Я источал свое восхищение, плотоядно причмокивая, как это обычно делают азербайджанские торговцы помидорами. Вытягивая свои немытые шеи вслед проходящим мимо их укропных прилавков красоткам.
— Нет! — твердо ответила мне прокурорская помощница, объявленная мною принцессой и согнав улыбку со своего, только что счастливого лица, — Так нельзя! Деньги я тебе обязательно отдам! Я на следующей неделе зарплату получу и сразу отдам!
— Хорошо, будь по-твоему, отдашь! — я тоже насупился, решив рискнуть, — Но тогда мы с завтрашнего дня будем просто здороваться и не более того! И гриненковский отказной ты тоже сегодня забери! Уж коли такие у нас теперь с тобой отношения, тогда я сам буду с этой проблемой выкручиваться!
— Но так же нельзя! — жалобно заскулила, не желающая продаваться за бочку варенья и ящик печенья мадемуазель Копылова, — Я же работник прокуратуры! Но дело даже не столько в этом! Меня отец не поймёт! Как я с таким подарком домой заявлюсь? Знаешь, какой он принципиальный?!!
Я хотел было ответить, что знаю. И, что знаю очень хорошо. Но ума на этот раз у меня хватило и я промолчал.

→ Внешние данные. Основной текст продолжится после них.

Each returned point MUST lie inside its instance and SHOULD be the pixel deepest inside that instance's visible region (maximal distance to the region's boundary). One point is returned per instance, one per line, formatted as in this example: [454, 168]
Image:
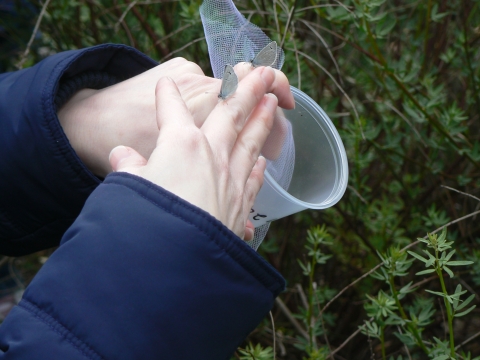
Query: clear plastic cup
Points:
[320, 169]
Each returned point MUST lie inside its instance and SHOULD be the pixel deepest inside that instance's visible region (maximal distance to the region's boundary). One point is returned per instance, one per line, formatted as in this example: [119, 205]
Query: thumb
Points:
[123, 158]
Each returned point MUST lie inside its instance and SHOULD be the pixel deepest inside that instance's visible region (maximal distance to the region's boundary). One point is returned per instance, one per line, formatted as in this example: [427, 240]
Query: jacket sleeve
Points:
[43, 183]
[141, 274]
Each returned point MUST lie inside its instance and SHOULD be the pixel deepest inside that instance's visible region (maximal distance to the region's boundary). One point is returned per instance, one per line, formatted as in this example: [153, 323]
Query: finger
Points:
[280, 87]
[200, 94]
[170, 107]
[276, 139]
[228, 118]
[252, 138]
[176, 67]
[124, 158]
[249, 231]
[252, 187]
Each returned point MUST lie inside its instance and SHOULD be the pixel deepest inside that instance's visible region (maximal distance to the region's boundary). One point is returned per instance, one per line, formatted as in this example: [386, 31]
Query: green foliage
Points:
[401, 83]
[256, 352]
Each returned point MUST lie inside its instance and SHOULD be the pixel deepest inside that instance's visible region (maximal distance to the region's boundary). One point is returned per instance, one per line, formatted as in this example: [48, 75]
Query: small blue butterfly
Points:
[267, 56]
[229, 82]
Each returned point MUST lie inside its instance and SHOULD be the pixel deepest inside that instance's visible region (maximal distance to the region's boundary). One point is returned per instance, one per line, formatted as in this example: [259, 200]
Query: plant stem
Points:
[382, 341]
[449, 309]
[310, 318]
[412, 327]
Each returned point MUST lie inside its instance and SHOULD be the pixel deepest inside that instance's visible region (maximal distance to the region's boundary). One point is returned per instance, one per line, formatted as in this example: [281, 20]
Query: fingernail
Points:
[121, 151]
[268, 74]
[271, 102]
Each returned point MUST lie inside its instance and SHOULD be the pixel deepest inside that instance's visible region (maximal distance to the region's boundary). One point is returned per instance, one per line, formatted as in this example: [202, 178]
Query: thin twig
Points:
[468, 340]
[345, 342]
[273, 330]
[350, 285]
[323, 323]
[460, 192]
[338, 86]
[290, 317]
[122, 17]
[303, 297]
[22, 60]
[316, 7]
[357, 193]
[299, 73]
[404, 345]
[405, 248]
[328, 50]
[407, 121]
[180, 49]
[290, 16]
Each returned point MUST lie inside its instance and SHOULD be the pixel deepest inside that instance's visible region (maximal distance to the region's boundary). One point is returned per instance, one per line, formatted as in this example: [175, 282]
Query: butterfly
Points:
[229, 82]
[267, 56]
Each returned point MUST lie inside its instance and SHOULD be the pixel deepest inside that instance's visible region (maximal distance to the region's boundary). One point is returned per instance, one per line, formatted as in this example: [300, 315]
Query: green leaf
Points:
[436, 293]
[428, 271]
[449, 255]
[415, 255]
[448, 271]
[459, 263]
[466, 302]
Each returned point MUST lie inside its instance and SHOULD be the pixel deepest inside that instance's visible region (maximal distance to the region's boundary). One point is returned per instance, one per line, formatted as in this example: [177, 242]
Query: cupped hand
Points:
[216, 166]
[95, 121]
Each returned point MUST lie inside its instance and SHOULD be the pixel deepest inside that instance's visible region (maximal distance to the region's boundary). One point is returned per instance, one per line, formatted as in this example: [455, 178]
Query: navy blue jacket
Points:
[141, 273]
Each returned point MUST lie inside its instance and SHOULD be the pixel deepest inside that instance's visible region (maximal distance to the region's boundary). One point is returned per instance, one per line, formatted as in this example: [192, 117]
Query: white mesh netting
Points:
[232, 39]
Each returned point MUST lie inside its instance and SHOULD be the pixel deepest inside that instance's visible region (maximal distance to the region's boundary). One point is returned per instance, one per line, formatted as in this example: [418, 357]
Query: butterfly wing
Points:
[229, 82]
[267, 56]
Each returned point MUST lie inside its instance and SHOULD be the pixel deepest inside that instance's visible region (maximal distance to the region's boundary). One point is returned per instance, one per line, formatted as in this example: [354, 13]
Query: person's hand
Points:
[215, 167]
[95, 121]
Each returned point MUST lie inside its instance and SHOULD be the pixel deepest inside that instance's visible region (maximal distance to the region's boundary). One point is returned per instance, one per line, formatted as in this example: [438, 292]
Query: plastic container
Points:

— А мы твоему папеньке ничего не расскажем! — я подошел к расстроенной девушке и погладил её по груди. Сначала по левой, а потом и по правой. Еще раз прокляв поздний, а потому не располагающий к детским прогулкам, час.
— У тебя же скоро день рождения? — и дождавшись логичного кивка, я продолжил, — Значит, всё нормально, считай это моим подарком! Так уместно будет для работника прокуратуры?
Закусив губу, Наталья Сигизмундовна на некоторое время задумалась, а потом кивнула и заулыбалась, как прежде. Вот и отлично! Вот теперь я почти на сто процентов был уверен, что задницу Стаса я с прокурорской сковородки непременно сниму.
— Чего это вы тут делаете? — подозрительно вопросила появившаяся в очередном наряде квартирантка. — Тебе домой не пора? — с нахальной серьёзностью обратилась она к прокурорше Копыловой.
Та растерянно посмотрела на меня и вздохнула. Время действительно было позднее.
Когда доставив домой Наталью, я вернулся обратно, у подъезда меня дожидался Стас.
— Свет горит, а дверь никто не открывает! Так и подумал, что тебя нет дома, — поделился своей сообразительностью опер. — Выловил я терпилу! Он, сука, клянётся, что жалоб никуда не писал и претензий, по-прежнему ни к кому не имеет.
— Пошли ко мне! — не стал я садиться рядом с Гриненко на лавку, — Чаю попьём и заодно с твоим отказным как следует ознакомимся.